Der Effekt eines Hitze-Trainingslagers verpufft schnell wieder. Der Körper hat zwar eine sehr gute Anpassungsfähigkeit an hohe Temperaturen, nach zwei Wochen bei kühleren Bedingungen ist davon aber nichts mehr übrig. Angesichts des engen Rennkalenders ist es deshalb für Radprofis kaum möglich, sich auf eine Tour de France bei Hitze vorzubereiten – zumal ja auch niemand weiß, ob es während des Rennens dann auch wirklich extrem heiß wird.

„Das ist Ermessenssache“

Wie groß ist im Rennen der Vorteil eines Radprofis, der Hitze gut verträgt?

Das ist natürlich nicht messbar und sehr individuell, von bis zu zehn Prozent im Vergleich zu einem Fahrer, der bei Hitze nicht zurechtkommt, würde ich aber mal ausgehen.
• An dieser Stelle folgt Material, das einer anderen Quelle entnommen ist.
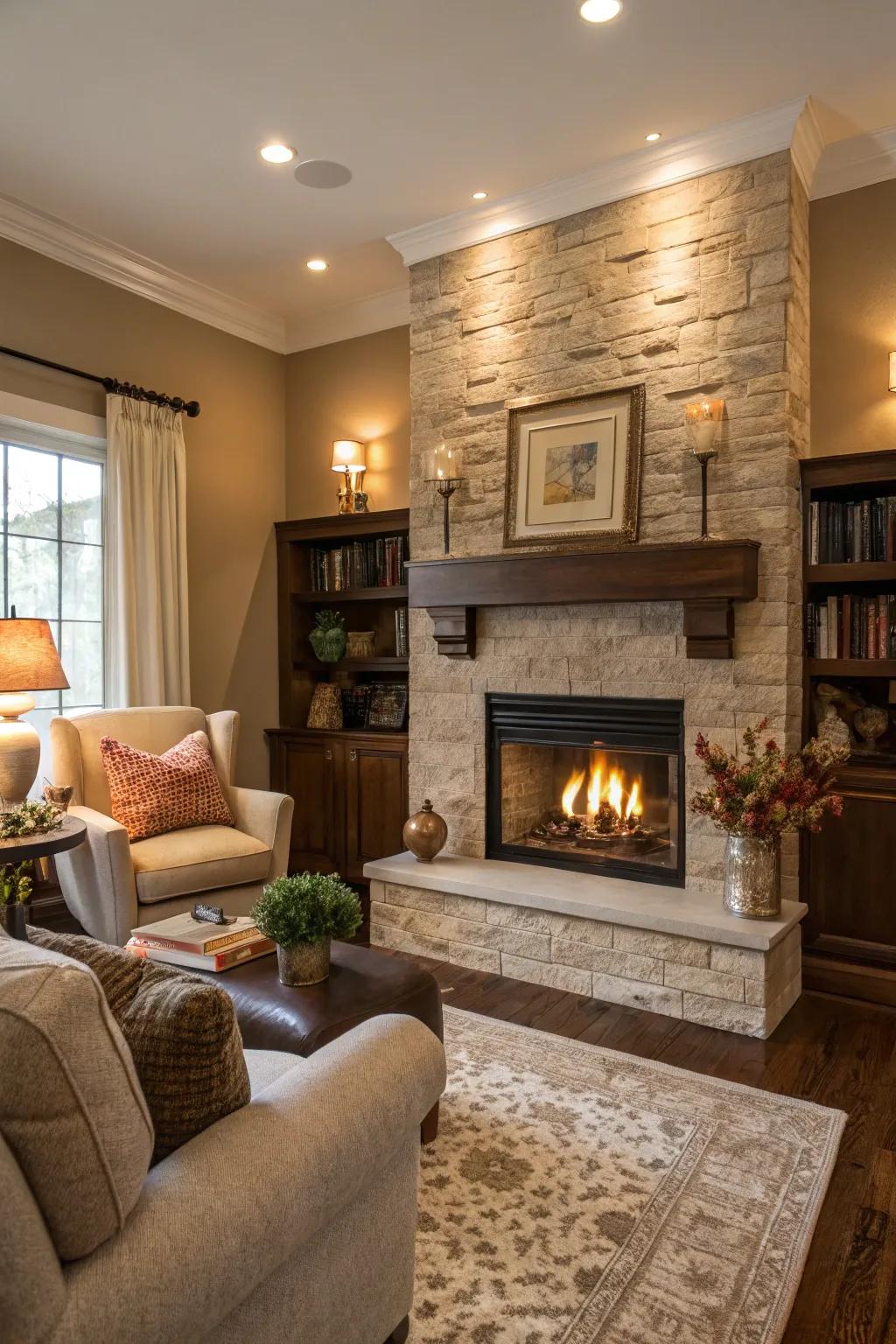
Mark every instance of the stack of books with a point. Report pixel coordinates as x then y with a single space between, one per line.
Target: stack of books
183 941
375 564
Allerdings gleicht sich das über eine Saison gesehen oft aus – denn auf der anderen Seite gibt es ja auch Fahrer, die sich auf Kälte oder Regen freuen.

Gibt es eine Regel, ab welcher Temperatur ein Radrennen nicht mehr gestartet werden darf?

Nein, das ist Ermessenssache, zumal es ja immer auch die Möglichkeit gibt, ein Rennen oder eine Etappe zu verkürzen oder den Startzeitpunkt zu verändern. Und die Temperaturen sind ja auch nicht das alleinige Kriterium: 32 Grad mit hoher Luftfeuchtigkeit können viel schlimmer sein als 40 Grad bei trockener Hitze.